The Court of Appeal disagreed. It approved Christopher Clarke J’s summary of the principles in Mopani Copper Mines v Millennium Underwriting. It held that, while it is generally illegitimate to have recourse to deleted words, there are two wide ranging exceptions to that general rule:

  • Deleted words in a printed (that is, a standard) form may resolve the ambiguity of a neighbouring paragraph that remains.
  • The deletion of words in a contractual document may be taken into account, for what (if anything) it is worth, if the fact of deletion shows what it is the parties did not agree and there is ambiguity in the words that remain.

J Murphy & Sons v Beckton

For the construction practitioner, if Narandas is worth noting as a statement of general principle from the Court of Appeal, then J Murphy & Sons v Beckton serves as a useful reminder of how these principles can work in practice.

In these proceedings, the claimant contractor sought to prevent the defendant employer from making a call on an on-demand performance bond. The contract was based on the FIDIC Yellow Book.

  • Clauses 2.5 and 3.5 set out a process by which, if the employer considered it was entitled to “any payment” under the contract, the engineer was to make a determination of any such entitlement.
  • Clause 4.2 set out a process by which the employer was to give written notice of its intention to make a demand under the bond.
  • Clause 8.7 imposed an obligation on the contractor to pay delay damages.

Those clauses differed from the unamended FIDIC Yellow Book conditions in two material respects:

  • The employer’s right to call on the bond under clause 4.2 was not expressly linked to clause 2.5.
  • The obligation to pay delay damages in clause 8.7 was not expressed to be “subject to clause 2.5”.

In finding for the employer, a key strand in Carr J’s reasoning was to contrast the clauses as agreed with their unamended counterparts in the standard form. She held that the employer’s right to delay damages was not conditional upon an engineer’s decision. While she accepted that it was by no means determinative of the issue, she reasoned that the:

“…selected deviation from the standard form is consistent with the parties’ intention being not to make [the Employer’s] right to claim liquidated damages subject in any way to Clauses 2.5 and 3.5.”

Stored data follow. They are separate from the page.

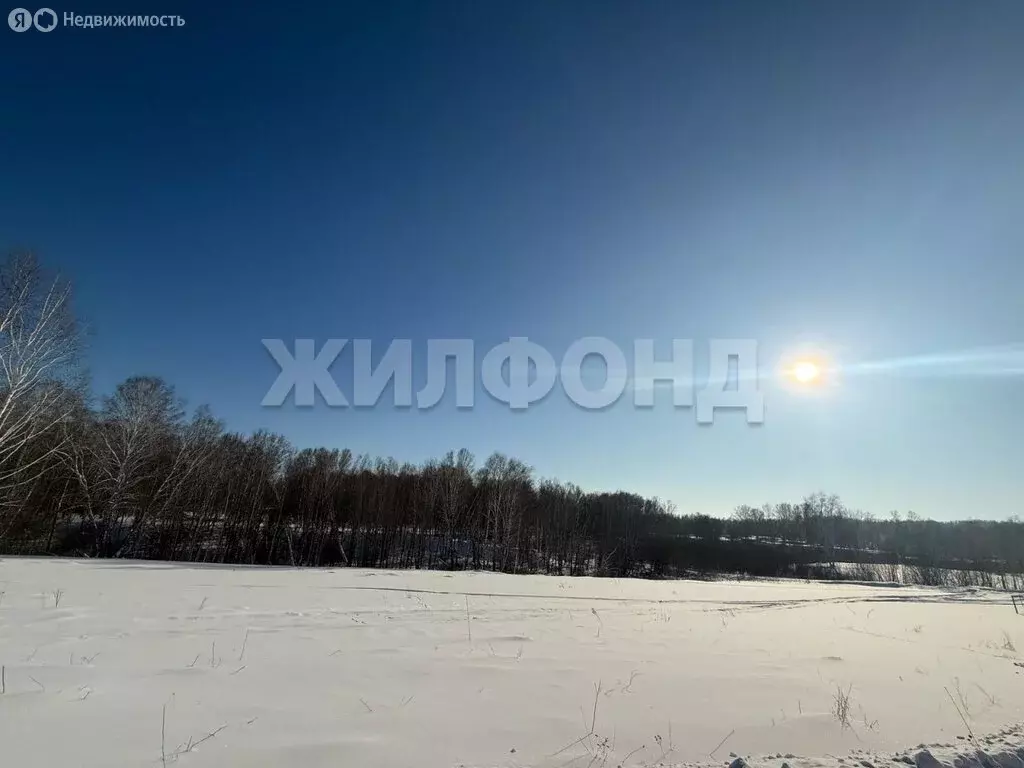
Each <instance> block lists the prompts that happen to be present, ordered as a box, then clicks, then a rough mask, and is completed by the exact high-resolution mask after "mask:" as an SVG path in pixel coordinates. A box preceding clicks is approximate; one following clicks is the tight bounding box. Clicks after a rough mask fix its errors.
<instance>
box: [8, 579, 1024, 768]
mask: <svg viewBox="0 0 1024 768" xmlns="http://www.w3.org/2000/svg"><path fill="white" fill-rule="evenodd" d="M0 592H2V593H3V594H2V595H0V665H2V666H3V668H4V669H3V686H4V692H3V693H2V694H0V745H2V753H0V754H2V755H3V762H4V764H8V765H30V764H31V765H37V766H65V765H75V766H82V767H83V768H86V767H88V766H103V767H104V768H108V767H110V766H146V765H151V766H152V765H158V766H159V765H163V764H168V765H170V764H173V765H175V766H197V767H202V766H267V767H269V766H273V767H275V768H276V767H278V766H285V765H295V766H304V767H309V768H313V767H315V766H332V767H335V766H358V767H359V768H374V767H376V766H388V767H391V766H418V767H419V766H421V767H423V768H433V767H435V766H436V767H440V766H444V767H450V766H473V767H474V768H483V767H484V766H486V767H488V768H489V767H492V766H545V767H548V766H550V767H552V768H553V767H555V766H566V765H574V766H588V765H589V766H592V768H593V766H598V765H607V766H620V765H622V766H645V765H647V766H649V765H658V764H664V765H679V764H693V763H695V764H708V765H717V766H726V765H729V764H731V763H733V762H734V761H735V760H736V759H737V758H738V757H742V758H743V759H744V760H745V762H746V763H748V764H751V765H766V766H772V767H774V768H778V767H780V766H781V765H782V764H783V763H787V764H788V765H790V766H791V768H802V767H810V766H841V765H842V764H845V765H847V766H850V767H851V768H852V767H853V766H858V765H862V763H861V761H865V762H867V763H870V764H871V765H872V766H878V765H880V764H881V763H889V764H895V763H894V760H902V759H904V758H905V760H910V761H911V762H914V757H915V756H919V754H921V755H922V756H921V757H919V759H918V760H916V761H915V762H916V764H924V763H928V758H927V757H923V755H924V752H925V751H924V745H925V744H934V745H933V746H932V748H930V749H929V750H928V751H927V754H928V755H929V756H934V758H935V759H936V760H939V761H943V762H944V763H947V764H952V763H953V761H954V760H959V763H961V765H963V766H970V765H972V764H971V763H970V762H969V761H966V760H965V759H964V758H956V754H957V753H959V754H962V755H964V754H967V752H973V751H974V750H975V744H976V745H977V746H980V748H982V749H984V750H986V752H987V753H988V754H990V755H999V754H1002V757H1001V758H1000V764H1001V765H1004V766H1006V768H1024V764H1021V765H1019V766H1018V765H1016V764H1014V763H1013V762H1012V760H1011V758H1013V759H1019V757H1024V752H1021V753H1019V755H1017V756H1016V757H1015V754H1014V753H1013V750H1016V749H1018V748H1020V746H1021V744H1024V732H1022V731H1021V730H1020V729H1019V728H1017V724H1018V723H1020V722H1021V721H1022V720H1024V718H1022V714H1024V677H1022V672H1024V656H1022V655H1020V654H1019V653H1018V652H1017V650H1015V648H1017V647H1020V648H1021V649H1024V616H1021V615H1017V614H1016V613H1015V612H1014V610H1013V607H1012V606H1011V604H1010V597H1009V596H1008V595H1001V594H997V593H994V592H987V591H980V590H973V591H950V590H939V589H932V588H909V587H903V588H899V587H893V586H887V587H879V586H868V585H849V584H819V583H805V582H682V581H678V582H645V581H634V580H621V581H620V580H601V579H569V578H553V577H531V575H505V574H493V573H476V572H473V573H467V572H459V573H446V572H434V571H379V570H361V569H355V568H351V569H349V568H342V569H335V570H329V569H274V568H255V567H231V566H201V565H178V564H168V563H138V562H122V561H95V560H86V561H74V560H42V559H4V560H3V561H2V562H0ZM847 694H848V696H849V714H848V718H847V720H848V725H849V727H844V726H843V725H842V724H841V723H840V722H839V721H838V720H837V718H836V716H835V714H834V709H835V707H836V703H837V700H836V699H837V696H839V697H840V698H842V697H843V696H845V695H847ZM965 721H967V725H966V724H965ZM968 726H970V732H969V730H968ZM972 737H973V738H974V739H975V741H972V740H971V739H972ZM907 751H909V752H907ZM776 756H777V757H776ZM975 763H977V760H976V761H975Z"/></svg>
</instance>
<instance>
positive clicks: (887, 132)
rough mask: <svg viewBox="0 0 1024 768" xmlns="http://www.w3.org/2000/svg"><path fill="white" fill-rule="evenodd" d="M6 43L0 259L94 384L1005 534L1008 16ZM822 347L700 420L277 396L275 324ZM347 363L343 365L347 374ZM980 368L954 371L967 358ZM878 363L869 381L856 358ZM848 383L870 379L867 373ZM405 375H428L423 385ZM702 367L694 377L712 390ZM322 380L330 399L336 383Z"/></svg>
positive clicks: (175, 36) (406, 337)
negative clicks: (838, 371)
mask: <svg viewBox="0 0 1024 768" xmlns="http://www.w3.org/2000/svg"><path fill="white" fill-rule="evenodd" d="M143 5H145V6H146V7H147V8H148V7H151V6H152V8H153V9H152V12H160V13H178V14H180V15H182V16H183V17H184V18H185V19H186V26H185V27H183V28H180V29H177V28H175V29H158V30H152V29H93V30H83V29H77V30H76V29H59V28H58V29H57V30H55V31H54V32H52V33H50V34H45V35H44V34H41V33H38V32H35V31H32V32H28V33H25V34H20V35H18V34H14V33H12V32H10V31H9V30H7V29H6V28H3V29H2V30H0V65H2V71H3V72H4V73H6V74H7V78H8V79H7V87H6V92H5V95H4V98H3V100H2V101H0V111H2V112H0V158H2V160H0V247H3V248H5V249H6V248H11V247H15V246H26V247H32V248H34V249H36V250H37V251H38V252H39V253H40V255H41V256H42V257H43V259H44V260H45V261H46V262H47V263H49V264H51V265H53V266H56V267H59V268H60V269H62V270H63V271H65V272H66V273H67V274H69V275H70V276H72V278H73V279H74V281H75V283H76V286H77V297H78V309H79V311H80V314H81V315H82V317H83V318H84V319H85V321H86V322H87V324H88V325H89V327H90V329H91V334H92V335H91V339H90V351H89V365H90V368H91V370H92V374H93V382H94V389H95V391H96V393H97V394H102V393H104V392H109V391H110V390H111V389H112V388H113V387H114V386H115V384H116V383H117V382H118V381H120V380H121V379H123V378H124V377H127V376H129V375H133V374H154V375H159V376H163V377H165V378H166V379H167V380H169V381H170V382H171V383H173V384H174V385H175V386H176V387H177V389H178V391H179V392H180V393H181V394H182V395H183V396H185V397H186V398H187V400H188V402H189V403H190V404H194V406H195V404H199V403H209V404H210V406H211V407H212V408H213V410H214V412H215V414H216V415H218V416H219V417H221V418H222V419H224V420H225V422H226V424H227V426H228V428H230V429H234V430H244V431H249V430H253V429H256V428H260V427H265V428H269V429H272V430H275V431H280V432H282V433H284V434H286V435H287V436H288V437H289V438H290V439H291V440H292V441H293V442H294V443H296V444H297V445H300V446H305V445H316V444H326V445H331V446H348V447H350V449H352V450H353V451H354V452H356V453H361V452H368V453H372V454H381V455H390V456H393V457H395V458H396V459H398V460H399V461H407V460H408V461H414V462H419V461H422V460H424V459H426V458H428V457H431V456H438V455H440V454H442V453H443V452H445V451H447V450H449V449H458V447H461V446H465V447H468V449H470V450H472V451H473V452H474V453H476V454H477V456H478V457H479V458H480V459H481V460H482V458H483V457H484V456H485V455H486V454H488V453H490V452H492V451H495V450H499V451H503V452H506V453H509V454H513V455H516V456H518V457H519V458H521V459H523V460H524V461H526V462H527V463H529V464H531V465H532V466H534V467H536V469H537V472H538V474H539V475H541V476H557V477H559V478H561V479H564V480H572V481H574V482H578V483H579V484H581V485H583V486H584V487H586V488H593V489H615V488H626V489H631V490H636V492H639V493H642V494H645V495H657V496H660V497H662V498H665V499H669V500H672V501H673V502H675V503H676V504H677V505H678V508H679V509H680V511H683V512H697V511H703V512H710V513H713V514H720V515H721V514H728V512H729V511H730V510H731V509H732V507H734V506H735V505H737V504H741V503H751V504H761V503H763V502H767V501H772V502H775V501H797V500H799V499H800V498H801V497H802V496H804V495H805V494H807V493H811V492H814V490H817V489H824V490H827V492H835V493H838V494H840V495H841V496H842V497H843V498H844V500H846V501H847V502H848V504H850V505H851V506H854V507H858V508H862V509H865V510H868V511H871V512H874V513H878V514H886V513H887V512H888V511H889V510H891V509H900V510H904V511H905V510H908V509H912V510H914V511H915V512H918V513H919V514H921V515H923V516H930V517H937V518H953V517H974V516H977V517H996V518H1001V517H1006V516H1008V515H1011V514H1018V513H1022V512H1024V509H1022V507H1024V504H1022V502H1021V499H1022V494H1021V492H1022V490H1024V483H1022V480H1021V468H1022V460H1024V444H1022V442H1021V440H1022V433H1024V357H1022V353H1021V347H1020V346H1018V347H1016V348H1015V349H1013V350H1011V352H1012V353H1010V354H1000V355H996V358H995V362H991V361H989V364H986V367H985V368H984V369H979V368H978V367H977V366H975V365H974V364H973V362H972V361H971V360H968V361H966V362H964V361H962V362H959V364H957V365H956V366H953V367H950V366H948V365H946V362H940V361H934V360H933V361H926V362H925V365H921V366H916V365H914V366H909V367H903V366H901V367H894V366H890V365H889V364H887V362H885V361H887V360H894V359H902V358H906V357H913V356H916V355H929V354H935V353H943V354H949V353H953V356H954V359H955V358H956V353H958V352H961V351H962V350H973V349H976V348H978V347H991V346H1004V345H1010V344H1015V343H1017V342H1021V341H1024V85H1022V83H1024V80H1022V77H1024V45H1022V43H1021V40H1022V31H1024V4H1022V3H1020V2H1018V1H1017V0H1004V1H999V0H996V1H994V2H987V3H984V4H978V3H965V2H934V1H932V0H929V1H927V2H926V1H924V0H920V1H912V2H900V3H891V2H864V3H820V2H810V1H809V2H792V1H783V2H777V3H764V2H715V3H712V2H708V3H703V4H697V3H684V2H681V0H680V1H676V0H672V1H671V2H670V1H668V0H666V1H659V2H631V3H626V2H618V3H612V2H590V1H588V2H547V1H541V0H515V1H514V2H513V1H511V0H509V1H507V2H490V1H488V2H476V1H475V0H466V1H464V2H434V3H430V2H421V1H420V0H395V1H389V2H366V3H325V4H324V5H323V6H322V7H317V6H316V4H314V3H306V4H299V5H295V6H294V7H291V8H289V9H288V10H282V9H283V8H285V7H286V6H284V5H282V4H281V3H272V4H269V3H268V4H265V5H264V4H260V3H249V2H246V3H229V2H197V3H185V2H174V1H173V0H170V1H169V2H165V3H163V4H161V5H160V7H159V8H157V7H156V6H154V5H153V4H140V3H126V4H120V5H119V4H116V3H108V2H103V1H102V0H96V2H94V3H92V4H90V5H88V7H86V6H85V5H77V6H75V7H73V8H71V7H66V6H55V7H54V10H56V11H57V13H58V14H60V15H62V13H63V11H65V10H72V11H74V12H76V13H118V12H121V13H124V12H132V11H135V12H138V11H140V10H142V6H143ZM510 335H517V336H529V337H530V338H531V339H534V340H536V341H538V342H540V343H542V344H544V345H546V346H548V347H549V348H550V349H551V350H552V351H553V352H554V353H555V354H556V356H559V355H560V354H561V352H563V351H564V349H565V348H566V346H567V345H568V343H569V342H570V341H571V340H572V339H575V338H578V337H581V336H607V337H609V338H611V339H613V340H614V341H616V342H617V343H620V344H622V345H623V346H624V348H627V349H629V348H630V345H631V344H632V340H633V339H634V338H654V339H657V340H659V341H660V343H662V344H663V345H665V348H666V349H668V345H669V343H670V340H671V339H673V338H690V339H694V340H695V342H696V348H697V351H698V354H699V352H700V350H701V348H702V344H705V343H706V342H707V340H708V339H710V338H716V337H743V338H755V339H758V340H759V342H760V350H761V364H762V366H763V367H764V368H765V369H766V370H770V369H771V368H772V366H774V364H775V362H776V361H777V360H778V358H779V357H780V355H783V354H785V353H787V352H788V351H791V350H793V349H795V348H797V347H798V346H800V345H801V344H803V343H805V342H808V341H811V342H814V343H816V344H818V345H820V346H821V347H823V348H824V349H826V350H828V351H829V353H830V354H831V355H833V358H834V359H835V360H837V361H838V362H841V364H842V365H844V366H850V367H851V371H860V372H861V375H857V376H853V375H850V376H844V377H843V378H842V383H841V386H838V387H836V388H834V389H833V390H831V391H829V393H828V394H827V395H825V394H821V395H815V396H807V395H806V394H797V393H793V392H790V391H784V390H781V389H779V388H777V387H774V386H772V384H771V382H765V383H764V385H763V389H764V391H765V397H766V403H767V418H766V422H765V424H764V425H763V426H761V427H750V426H748V425H746V423H745V421H744V419H743V416H742V414H741V413H734V414H723V415H721V416H719V417H718V418H717V419H716V423H715V425H714V426H713V427H697V425H696V424H695V414H694V412H693V411H692V410H681V411H674V410H673V409H672V408H671V397H670V396H666V395H667V393H664V392H663V393H660V394H659V399H658V407H657V408H655V409H654V410H653V411H649V412H637V411H635V410H634V409H633V408H632V407H631V403H630V400H629V397H626V398H624V400H623V401H621V402H620V403H618V404H616V406H615V407H613V408H611V409H609V410H607V411H604V412H600V413H593V412H584V411H581V410H579V409H577V408H574V407H573V406H572V404H570V403H569V402H568V401H567V399H566V398H565V397H564V395H562V394H561V393H560V392H559V391H556V392H555V393H554V394H553V395H552V396H551V397H549V398H548V399H546V400H545V401H544V402H542V403H540V404H538V406H537V407H535V408H532V409H530V410H529V411H527V412H525V413H516V414H512V413H509V412H508V410H507V409H506V408H505V407H504V406H501V404H500V403H497V402H495V401H493V400H490V399H488V398H487V397H485V396H477V406H476V408H475V409H473V410H472V411H470V412H457V411H456V409H455V407H454V392H453V389H452V385H451V384H450V390H449V397H447V398H446V400H445V401H444V402H442V403H441V404H440V406H438V407H437V408H435V409H433V410H432V411H430V412H427V413H419V412H416V411H412V412H404V411H396V410H394V409H393V408H390V407H389V406H387V404H386V398H385V400H384V401H382V404H380V406H379V407H378V408H376V409H373V410H368V411H352V410H332V409H328V408H326V407H324V406H319V407H317V408H314V409H312V410H297V409H295V408H294V407H286V408H283V409H264V408H261V407H260V400H261V398H262V397H263V394H264V393H265V392H266V390H267V388H268V387H269V386H270V384H271V383H272V381H273V380H274V378H275V375H276V371H278V369H276V366H275V365H274V362H273V361H272V359H271V358H270V356H269V355H268V354H267V352H266V351H265V350H264V348H263V347H262V345H261V343H260V339H262V338H283V339H290V340H291V339H294V338H295V337H313V338H315V339H317V340H319V341H323V340H324V339H327V338H330V337H343V338H370V339H373V340H375V341H376V342H380V343H381V344H382V345H383V344H386V343H387V342H388V341H390V339H392V338H395V337H403V338H412V339H413V340H414V348H415V349H416V351H417V353H418V354H419V355H421V357H422V355H423V354H424V353H425V349H426V346H425V344H426V339H428V338H444V337H457V338H472V339H474V340H475V341H476V345H477V349H478V352H477V357H478V360H477V362H479V358H480V357H482V354H483V352H484V351H485V350H486V349H487V348H489V347H490V346H492V345H493V344H495V343H497V342H499V341H501V340H503V339H505V338H507V337H509V336H510ZM350 355H351V350H350V348H349V349H348V350H346V352H345V355H343V359H345V358H347V359H349V360H350ZM972 359H973V358H972ZM864 361H883V362H882V365H879V366H874V367H866V368H865V367H863V366H862V365H861V364H863V362H864ZM858 366H860V368H858ZM422 369H423V367H422V365H421V364H420V362H418V364H417V379H416V386H417V388H418V387H419V386H422V384H423V380H422V374H423V370H422ZM699 370H700V368H699V364H698V371H699ZM338 380H339V384H340V385H341V387H342V389H343V390H344V391H346V392H350V391H351V379H350V371H349V372H348V374H347V377H346V375H344V365H342V372H341V373H339V377H338Z"/></svg>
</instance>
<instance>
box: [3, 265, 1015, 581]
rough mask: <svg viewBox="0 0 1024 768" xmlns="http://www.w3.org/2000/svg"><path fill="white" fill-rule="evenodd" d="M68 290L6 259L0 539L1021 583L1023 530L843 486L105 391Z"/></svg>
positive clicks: (17, 544)
mask: <svg viewBox="0 0 1024 768" xmlns="http://www.w3.org/2000/svg"><path fill="white" fill-rule="evenodd" d="M81 351H82V347H81V331H80V328H79V326H78V324H77V322H76V319H75V314H74V310H73V306H72V293H71V287H70V286H69V285H68V284H67V283H65V282H63V281H61V280H60V279H59V278H58V276H53V275H51V274H49V273H48V272H47V271H46V270H45V269H44V268H43V267H42V266H41V265H40V264H39V262H38V261H37V260H36V259H35V257H34V256H33V255H31V254H15V255H14V256H12V257H11V258H10V259H8V261H7V262H6V263H5V264H4V265H3V266H2V267H0V553H4V554H24V555H74V556H80V557H123V558H145V559H160V560H181V561H196V562H217V563H249V564H274V565H292V566H344V565H350V566H362V567H388V568H447V569H460V568H474V569H489V570H499V571H507V572H539V573H560V574H573V575H575V574H599V575H615V577H648V578H665V577H676V575H685V574H710V573H723V572H733V573H750V574H755V575H769V577H777V575H801V577H812V575H814V577H823V578H858V579H869V580H887V581H904V582H921V583H926V584H928V583H950V582H954V583H964V584H986V585H990V586H1001V587H1005V588H1016V589H1020V588H1021V583H1022V578H1021V574H1022V573H1024V562H1022V558H1024V554H1022V553H1024V524H1022V523H1021V522H1020V521H1019V520H1017V519H1011V520H1008V521H1004V522H994V521H984V520H965V521H958V522H936V521H933V520H922V519H919V518H918V517H916V516H915V515H913V514H912V513H907V514H906V515H899V514H897V513H892V514H891V515H890V516H888V517H886V518H882V519H878V518H874V517H872V516H871V515H868V514H863V513H860V512H857V511H854V510H850V509H848V508H846V507H845V506H844V505H843V503H842V501H841V500H840V499H839V498H838V497H836V496H827V495H825V494H820V493H819V494H813V495H810V496H808V497H806V498H805V499H803V500H801V501H799V502H796V503H779V504H774V505H763V506H760V507H752V506H741V507H738V508H737V509H736V510H735V511H734V512H733V514H732V515H731V516H730V517H729V518H727V519H721V518H717V517H713V516H710V515H679V514H677V513H676V511H675V509H674V508H673V506H672V505H671V504H669V503H666V502H664V501H660V500H658V499H656V498H653V499H652V498H644V497H642V496H639V495H636V494H631V493H625V492H620V493H590V492H585V490H584V489H582V488H581V487H579V486H578V485H573V484H571V483H564V482H559V481H557V480H552V479H544V478H539V477H537V476H536V475H535V473H534V471H532V469H531V468H530V467H529V466H527V465H526V464H524V463H523V462H521V461H519V460H518V459H515V458H511V457H507V456H505V455H503V454H498V453H496V454H493V455H492V456H489V457H487V458H486V459H485V460H483V461H482V462H478V461H477V460H476V458H475V457H474V456H473V455H471V454H470V453H469V452H467V451H465V450H463V451H458V452H451V453H449V454H447V455H446V456H444V457H442V458H440V459H438V460H432V461H428V462H426V463H423V464H419V465H413V464H408V463H406V464H399V463H398V462H396V461H394V460H393V459H379V458H372V457H369V456H358V455H355V454H353V453H352V452H350V451H348V450H334V449H325V447H317V449H298V447H296V446H293V445H291V444H290V443H289V442H288V440H286V439H285V438H284V437H283V436H281V435H278V434H272V433H269V432H265V431H259V432H255V433H253V434H240V433H237V432H231V431H229V430H227V429H226V428H225V426H224V424H222V423H221V422H220V421H218V420H217V419H216V418H215V417H214V416H213V414H211V413H210V411H209V410H208V409H206V408H199V409H197V410H195V411H194V412H193V413H188V412H187V411H186V409H185V404H184V403H183V402H182V401H181V399H180V398H179V397H178V396H177V395H176V393H175V391H174V388H173V387H172V386H171V385H170V384H169V383H167V382H165V381H163V380H161V379H159V378H155V377H146V376H140V377H132V378H129V379H127V380H126V381H124V382H122V383H121V384H120V385H118V386H117V388H116V389H115V391H114V392H113V393H111V394H110V395H106V396H104V397H102V398H99V399H98V400H97V401H93V400H92V399H91V398H90V397H89V395H88V386H87V382H86V381H85V379H84V377H83V376H82V373H81V361H82V360H81V358H82V354H81Z"/></svg>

Similarly, she relied on the fact of the departure from the standard form in deciding that the right to call on the bond was not conditional upon a prior engineer’s determination:

“On the facts here the parties expressly rejected the standard FIDIC Yellow Book form of wording which expressly restricted the employer’s right to calling on the Bond only when the Engineer had made a determination. That is relevant factual matrix.”

Conclusion

The Court of Appeal’s approach in Narandas is a particularly welcome one. By expressly approving the summary in Mopani Copper Mines (which has been treated by practitioners as the best distillation of the relevant principles), the court has avoided the uncertainty and opportunity for debate that can arise where principles are refined, recast or even simply rephrased. At the same time, now that the Mopani Copper Mines’ summary has the weight of Court of Appeal authority, the opportunities for parties to raise unmeritorious arguments as to the complete prohibition on considering deletions before any tribunal, and before adjudicators in particular, should be limited.

The decision in Beckton serves as a useful reminder of how powerful submissions based on the significance of deletions can be. The authorities are unanimous in recognising that deletions or amendments can be a most unreliable aide to construction. A provision may have been deleted because it was considered unnecessary, internally inconsistent, or even by mistake. Agreeing to delete something does not mean that the parties have positively agreed the converse.

However, in practice, whether a contractual provision has been struck through on its face, altered by a schedule of amendments, or simply constitutes a departure from the standard form wording on which it is based, suggestions as to what the parties have not agreed can have a powerful effect on informing the decision-maker’s view as to the meaning of that which remains and thus on the issue of contractual interpretation that falls to be decided.